Tom Horne caught in the middle of budget controversy
PHOENIX, Arizona: Arizona was awarded a $1.6 billion share - the third greatest, after California and Florida - of the 49 state, $26 billion settlement paid by 5 major mortgage institutions over nefarious lending practices. When the settlement was reached in February, 2012, the terms of how the pot would be distributed among, and within, the lawsuit's member states were laid out; Arizona was to direct $1.3 billion of its share to homeowners whose mortgage debts currently exceed their homes' value, $110 million in payments for those who already lost their homes to lender misconduct, $85 million for interest rate reductions, and, finally, $97.7 million was entrusted to the attorney general for discretionary spending on behalf of the recovery effort. Specifically, the attorney general's slice is reserved for the purposes of avoiding preventable foreclosures, easing the strain imposed on individuals and the economy by the foreclosure crisis, as well as prosecuting further related incidences of fraud.
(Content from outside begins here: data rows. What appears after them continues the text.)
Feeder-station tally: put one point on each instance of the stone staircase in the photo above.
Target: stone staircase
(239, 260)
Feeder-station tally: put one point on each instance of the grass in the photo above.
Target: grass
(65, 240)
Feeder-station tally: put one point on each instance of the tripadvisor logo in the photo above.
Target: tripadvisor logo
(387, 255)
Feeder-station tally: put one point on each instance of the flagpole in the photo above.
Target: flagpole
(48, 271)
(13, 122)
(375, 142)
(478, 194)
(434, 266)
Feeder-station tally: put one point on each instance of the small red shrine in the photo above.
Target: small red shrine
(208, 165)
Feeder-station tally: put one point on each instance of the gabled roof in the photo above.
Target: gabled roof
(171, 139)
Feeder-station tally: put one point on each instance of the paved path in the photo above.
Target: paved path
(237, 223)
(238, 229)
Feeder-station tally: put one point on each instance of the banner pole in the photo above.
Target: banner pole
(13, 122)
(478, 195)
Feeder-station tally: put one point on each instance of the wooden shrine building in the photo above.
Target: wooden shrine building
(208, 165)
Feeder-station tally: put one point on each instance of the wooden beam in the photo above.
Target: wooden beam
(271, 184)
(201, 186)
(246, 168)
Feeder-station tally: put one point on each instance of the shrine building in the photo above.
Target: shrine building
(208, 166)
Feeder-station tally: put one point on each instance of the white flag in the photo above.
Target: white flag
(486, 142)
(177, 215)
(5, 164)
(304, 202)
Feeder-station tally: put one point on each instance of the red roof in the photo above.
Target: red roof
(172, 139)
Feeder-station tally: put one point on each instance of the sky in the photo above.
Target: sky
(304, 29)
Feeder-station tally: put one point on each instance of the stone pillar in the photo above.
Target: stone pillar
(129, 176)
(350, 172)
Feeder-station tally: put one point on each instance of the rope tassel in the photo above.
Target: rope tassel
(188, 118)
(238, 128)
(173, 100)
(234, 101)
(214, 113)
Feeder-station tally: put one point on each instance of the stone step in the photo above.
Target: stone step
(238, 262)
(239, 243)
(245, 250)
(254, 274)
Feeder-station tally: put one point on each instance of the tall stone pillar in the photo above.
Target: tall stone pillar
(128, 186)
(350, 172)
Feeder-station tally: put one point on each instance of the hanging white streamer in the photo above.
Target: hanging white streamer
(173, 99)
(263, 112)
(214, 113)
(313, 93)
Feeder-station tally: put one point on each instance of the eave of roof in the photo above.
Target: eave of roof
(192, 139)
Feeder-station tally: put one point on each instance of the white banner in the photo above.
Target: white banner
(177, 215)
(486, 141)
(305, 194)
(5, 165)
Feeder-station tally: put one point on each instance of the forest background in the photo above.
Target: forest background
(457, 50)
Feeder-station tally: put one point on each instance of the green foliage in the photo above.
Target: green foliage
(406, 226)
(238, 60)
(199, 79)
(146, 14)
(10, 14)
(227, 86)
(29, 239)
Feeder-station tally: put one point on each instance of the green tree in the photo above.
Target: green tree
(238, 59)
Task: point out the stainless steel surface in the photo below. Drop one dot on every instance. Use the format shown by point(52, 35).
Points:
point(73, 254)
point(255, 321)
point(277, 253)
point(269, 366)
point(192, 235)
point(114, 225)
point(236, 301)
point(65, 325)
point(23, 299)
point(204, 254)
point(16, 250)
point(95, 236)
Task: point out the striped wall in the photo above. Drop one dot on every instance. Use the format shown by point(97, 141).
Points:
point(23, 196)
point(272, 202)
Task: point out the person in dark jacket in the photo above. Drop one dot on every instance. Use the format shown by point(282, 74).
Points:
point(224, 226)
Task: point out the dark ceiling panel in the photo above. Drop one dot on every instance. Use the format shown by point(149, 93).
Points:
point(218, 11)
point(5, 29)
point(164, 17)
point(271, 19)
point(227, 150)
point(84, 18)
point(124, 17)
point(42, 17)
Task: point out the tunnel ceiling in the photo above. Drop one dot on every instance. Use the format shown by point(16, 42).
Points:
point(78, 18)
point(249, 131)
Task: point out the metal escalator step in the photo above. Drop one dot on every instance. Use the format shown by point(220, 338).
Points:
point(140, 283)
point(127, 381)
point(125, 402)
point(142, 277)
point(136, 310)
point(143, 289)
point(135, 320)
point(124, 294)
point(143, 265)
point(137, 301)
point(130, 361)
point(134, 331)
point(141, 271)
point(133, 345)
Months later, Arizona lawmakers devised a plan to balance the budget via a governor-approved absorption of roughly half of that money into the state government's checking account. Horne lobbied against the decision, calling it "bad public policy." Despite informing the legislature and Gov. Jan Brewer that the money was intended for the victims of the crisis, not for general government purposes, he pledged to voluntarily comply with the $50 million transfer. "It would be suicidal for me to get into a war with [them] over a matter that is clearly constitutionally within their area of responsibility, namely the budget," Horne confessed- a statement with which Tim Hogan, an attorney for the Center for Law in the Public Interest, disagreed. In a letter to the attorney general, Hogan wrote that neither Arizona's budget controlling apparatus, nor Horne, as the fund's Trustee, has the authority to "voluntarily give half of the court-ordered trust fund to the state General Fund."
To legally justify the transfer, the bodies responsible for drawing up the budget invoked language from the settlement which gives states permission to distill internally from the fund on the specific, necessary condition of compensating "for costs resulting from the alleged unlawful conduct of the defendants." They reasoned the state is covered under this contingency because when the housing bubble bust people could not pay their taxes, causing the state to go into a recession. Indeed, the crisis wreaked havoc on the Arizona's economy, but Hogan contended that the provision is not broad enough to include the general costs of government and seeks to block the transfer. Horne said he will oppose efforts like Hogan's, and, barring an injunction, intends to proceed with turning over the $50 million to the treasurer on July, 1, 2012, which begins the next fiscal year.
The money is putatively destined for prison construction.